Some states have specific requirements for disclosing a death on a property. For example, California requires that sellers disclose whether any death occurred on the property in the past three years. In other states, such as Arizona and Georgia, the law specifically excludes the need to disclose a death. Consult with a legal professional in your state if you’re unsure about your state’s disclosure requirements.

Conduct a pre-listing inspection

If you’re not sure of the condition of your parents’ house, you may want to get a pre-listing inspection done. However, this is a risk you may not want to take, as you’ll likely have to disclose any problems uncovered during the inspection.

Getting your parents’ home ready to sell is that much harder if neither you, nor any of the other heirs, happen to live nearby. In that situation, it’s doubly important to hire a local real estate agent that you can trust to handle the long distance home sale.

Step 11: Set the list price, and sell the house

It’s not uncommon to have unrealistic expectations of the value of your parents’ home with sentimentality clouding everyone’s judgment, and grief putting everyone on an emotional rollercoaster.
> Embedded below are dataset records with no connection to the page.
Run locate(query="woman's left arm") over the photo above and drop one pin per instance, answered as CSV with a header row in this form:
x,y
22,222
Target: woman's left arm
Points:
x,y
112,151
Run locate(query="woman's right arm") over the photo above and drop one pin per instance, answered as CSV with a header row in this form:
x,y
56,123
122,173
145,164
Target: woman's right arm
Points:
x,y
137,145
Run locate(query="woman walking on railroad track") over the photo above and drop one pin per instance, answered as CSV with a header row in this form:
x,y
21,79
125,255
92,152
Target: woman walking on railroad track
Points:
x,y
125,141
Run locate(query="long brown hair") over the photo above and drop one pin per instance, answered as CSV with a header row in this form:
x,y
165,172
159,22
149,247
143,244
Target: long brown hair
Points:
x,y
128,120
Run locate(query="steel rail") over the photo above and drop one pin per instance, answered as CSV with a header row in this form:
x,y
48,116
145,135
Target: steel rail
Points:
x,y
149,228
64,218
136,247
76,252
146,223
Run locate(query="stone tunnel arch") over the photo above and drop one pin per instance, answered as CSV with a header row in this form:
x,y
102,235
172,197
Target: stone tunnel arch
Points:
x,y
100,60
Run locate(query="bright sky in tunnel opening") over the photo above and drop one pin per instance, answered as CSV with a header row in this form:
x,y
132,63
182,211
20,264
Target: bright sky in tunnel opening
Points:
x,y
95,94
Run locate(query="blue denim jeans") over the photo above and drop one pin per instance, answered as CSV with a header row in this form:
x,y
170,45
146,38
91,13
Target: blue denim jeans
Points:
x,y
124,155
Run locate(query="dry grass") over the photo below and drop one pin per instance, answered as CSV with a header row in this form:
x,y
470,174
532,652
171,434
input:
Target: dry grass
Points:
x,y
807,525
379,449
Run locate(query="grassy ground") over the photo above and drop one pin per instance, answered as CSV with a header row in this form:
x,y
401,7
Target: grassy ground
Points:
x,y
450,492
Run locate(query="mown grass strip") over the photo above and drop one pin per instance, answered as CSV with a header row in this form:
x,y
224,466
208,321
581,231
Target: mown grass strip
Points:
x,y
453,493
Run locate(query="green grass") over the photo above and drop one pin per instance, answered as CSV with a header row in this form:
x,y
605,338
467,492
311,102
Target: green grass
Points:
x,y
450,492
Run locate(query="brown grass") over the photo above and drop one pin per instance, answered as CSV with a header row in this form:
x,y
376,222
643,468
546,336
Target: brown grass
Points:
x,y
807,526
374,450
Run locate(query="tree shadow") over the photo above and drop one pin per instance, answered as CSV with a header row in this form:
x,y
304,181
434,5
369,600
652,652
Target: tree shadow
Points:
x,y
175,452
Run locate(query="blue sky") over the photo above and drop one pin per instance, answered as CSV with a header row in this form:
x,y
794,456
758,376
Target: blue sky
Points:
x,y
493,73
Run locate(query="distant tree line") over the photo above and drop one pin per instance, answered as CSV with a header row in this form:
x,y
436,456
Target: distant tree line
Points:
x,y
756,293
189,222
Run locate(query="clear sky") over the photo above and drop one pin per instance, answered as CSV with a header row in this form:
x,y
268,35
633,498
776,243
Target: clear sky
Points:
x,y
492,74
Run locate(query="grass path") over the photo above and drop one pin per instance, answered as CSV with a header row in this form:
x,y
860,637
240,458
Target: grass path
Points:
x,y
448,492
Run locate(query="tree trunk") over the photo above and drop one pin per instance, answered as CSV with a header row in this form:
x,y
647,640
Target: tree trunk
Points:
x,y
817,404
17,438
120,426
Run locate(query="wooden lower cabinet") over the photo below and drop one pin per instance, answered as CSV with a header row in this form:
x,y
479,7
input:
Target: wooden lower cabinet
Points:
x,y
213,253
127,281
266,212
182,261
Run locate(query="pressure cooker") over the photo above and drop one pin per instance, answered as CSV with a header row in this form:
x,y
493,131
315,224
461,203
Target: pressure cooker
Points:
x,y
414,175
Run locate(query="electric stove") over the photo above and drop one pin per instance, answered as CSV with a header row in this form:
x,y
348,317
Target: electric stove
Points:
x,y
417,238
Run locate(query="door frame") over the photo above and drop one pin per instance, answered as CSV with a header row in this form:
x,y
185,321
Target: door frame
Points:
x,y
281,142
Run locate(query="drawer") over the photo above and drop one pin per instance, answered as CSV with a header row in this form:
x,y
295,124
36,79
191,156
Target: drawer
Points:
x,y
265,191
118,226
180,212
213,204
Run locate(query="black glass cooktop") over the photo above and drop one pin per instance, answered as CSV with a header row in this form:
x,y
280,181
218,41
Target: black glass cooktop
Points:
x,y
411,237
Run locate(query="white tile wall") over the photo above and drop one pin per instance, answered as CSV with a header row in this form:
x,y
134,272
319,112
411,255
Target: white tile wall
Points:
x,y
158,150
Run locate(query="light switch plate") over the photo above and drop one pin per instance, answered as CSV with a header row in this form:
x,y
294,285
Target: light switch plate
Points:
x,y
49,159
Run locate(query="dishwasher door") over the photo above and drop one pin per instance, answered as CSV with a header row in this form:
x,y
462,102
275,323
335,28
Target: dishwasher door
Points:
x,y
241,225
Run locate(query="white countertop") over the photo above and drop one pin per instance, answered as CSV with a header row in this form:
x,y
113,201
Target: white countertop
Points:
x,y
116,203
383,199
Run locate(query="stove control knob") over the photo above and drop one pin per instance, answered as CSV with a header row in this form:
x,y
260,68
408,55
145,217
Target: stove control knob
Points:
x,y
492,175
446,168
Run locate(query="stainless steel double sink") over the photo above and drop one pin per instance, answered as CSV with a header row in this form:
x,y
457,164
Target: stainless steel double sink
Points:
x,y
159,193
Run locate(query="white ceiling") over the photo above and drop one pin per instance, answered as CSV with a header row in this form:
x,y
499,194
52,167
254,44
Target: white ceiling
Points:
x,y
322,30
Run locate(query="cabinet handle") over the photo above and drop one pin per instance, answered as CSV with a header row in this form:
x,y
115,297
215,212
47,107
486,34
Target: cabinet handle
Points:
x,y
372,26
You’ll need to let the market dictate the list price of your parents’ home, rather than personal opinion.

Get a CMA to take the emotion out of pricing

When you’re ready to list the house for sale, your agent will pull together a comparative market analysis (CMA) which estimates the fair market value of the house based on the prices of recently sold homes (comps).

However, the comps aren’t the only numbers that matter when you’re selling an inherited property.

Weigh your tax liability

When you’re selling your own home, getting top dollar is a top priority. But when you’re setting the list price for an inherited house, you need to consider the tax implications of any home sale proceeds.

You may wind up making more money in the long run if you sell at or just under the comps, if that helps you avoid paying capital gains tax.

Selling for a little less may also save you money, too—if it helps the house sell sooner rather than later.

Remember, time is money

You’ll be shelling out money to cover the bills for the house every month you continue to own the home. The sooner you sell it the less you pay in operating costs. And you don’t want buyers to view a dark, unlit home because you forgot to pay the power company.

The clock is working against you so the faster you make decisions and the more realistic you can be about price and preparations, the better off you and your family will be during this stressful time.

While selling your deceased parents’ home is always a difficult step emotionally, you can simplify the process by following these steps with the help of experienced professionals.